Budibase builds internal tools through a visual builder: connect your database, drag in components, set up automations, deploy. It's similar to Appsmith and ToolJet but with one key difference: it includes a built-in database, so you can start building without connecting external data sources. The free self-hosted version gives you unlimited apps, the visual builder, the internal BudibaseDB, external data connectors (Postgres, MySQL, REST APIs, etc.), automations, and role-based access. Generous for a free tier. Budibase Premium ($60/creator/mo, $5/user/mo) adds SSO/SAML, custom branding, audit logs, and environment variables. The Business tier adds air-gapped deployments, enforceable SSO, and account-level analytics. Solo: self-host the free tier, great for quick internal tools. Small teams: free tier handles it. Growing teams needing SSO: Premium at $60/creator/mo. Large orgs: compare with Appsmith and Retool before committing at scale. The catch: Budibase's automation builder is basic compared to dedicated workflow tools like n8n or Windmill. If your internal tool needs complex multi-step automation logic, you'll hit limits fast. Also, the built-in database is convenient for prototyping but you'll want a real database for anything production-critical.

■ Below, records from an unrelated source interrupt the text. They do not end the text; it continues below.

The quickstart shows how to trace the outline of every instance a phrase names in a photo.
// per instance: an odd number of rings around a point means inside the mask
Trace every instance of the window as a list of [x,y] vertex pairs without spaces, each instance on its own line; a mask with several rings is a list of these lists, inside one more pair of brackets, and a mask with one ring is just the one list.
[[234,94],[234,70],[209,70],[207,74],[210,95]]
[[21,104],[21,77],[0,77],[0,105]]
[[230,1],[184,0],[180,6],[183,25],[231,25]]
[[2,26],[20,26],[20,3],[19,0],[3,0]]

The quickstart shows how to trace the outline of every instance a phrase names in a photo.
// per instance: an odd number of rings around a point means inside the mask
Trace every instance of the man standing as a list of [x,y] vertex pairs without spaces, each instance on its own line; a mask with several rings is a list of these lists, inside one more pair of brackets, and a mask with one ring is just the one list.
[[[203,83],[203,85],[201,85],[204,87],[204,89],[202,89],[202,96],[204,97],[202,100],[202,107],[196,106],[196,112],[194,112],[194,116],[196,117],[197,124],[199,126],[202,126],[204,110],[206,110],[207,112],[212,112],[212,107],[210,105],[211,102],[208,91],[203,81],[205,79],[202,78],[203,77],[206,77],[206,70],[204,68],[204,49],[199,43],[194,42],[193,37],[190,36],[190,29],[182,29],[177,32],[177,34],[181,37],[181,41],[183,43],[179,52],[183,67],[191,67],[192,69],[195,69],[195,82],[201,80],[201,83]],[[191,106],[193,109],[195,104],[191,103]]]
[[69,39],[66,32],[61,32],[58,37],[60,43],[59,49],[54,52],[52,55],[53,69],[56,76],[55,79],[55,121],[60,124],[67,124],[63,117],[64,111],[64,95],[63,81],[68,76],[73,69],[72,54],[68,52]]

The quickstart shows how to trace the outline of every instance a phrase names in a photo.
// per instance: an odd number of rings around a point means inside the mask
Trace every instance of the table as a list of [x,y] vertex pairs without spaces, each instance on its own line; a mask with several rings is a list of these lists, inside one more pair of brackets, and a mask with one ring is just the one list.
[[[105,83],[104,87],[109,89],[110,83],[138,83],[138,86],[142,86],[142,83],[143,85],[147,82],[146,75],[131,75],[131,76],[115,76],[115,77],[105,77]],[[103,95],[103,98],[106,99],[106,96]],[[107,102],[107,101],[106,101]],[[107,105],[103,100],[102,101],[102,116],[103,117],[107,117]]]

Vue Pure Admin is a production-ready admin dashboard template built on Vue 3, Vite, Element Plus, and TypeScript. If you need a back-office interface for managing users, data, or settings, this gives you the shell: layouts, routing, permissions, theming, i18n. The template approach means you own the code and can rip out anything you do not need. It ships with mobile responsiveness baked in. Everything runs on ESM. Compared to Ant Design Pro or React Admin, this is squarely in the Vue ecosystem. If your team writes Vue, this saves weeks. If your team writes React, look elsewhere. The catch: documentation and community discussion are primarily in Chinese. If you do not read Mandarin, you will be leaning on machine translation for the docs and issue threads.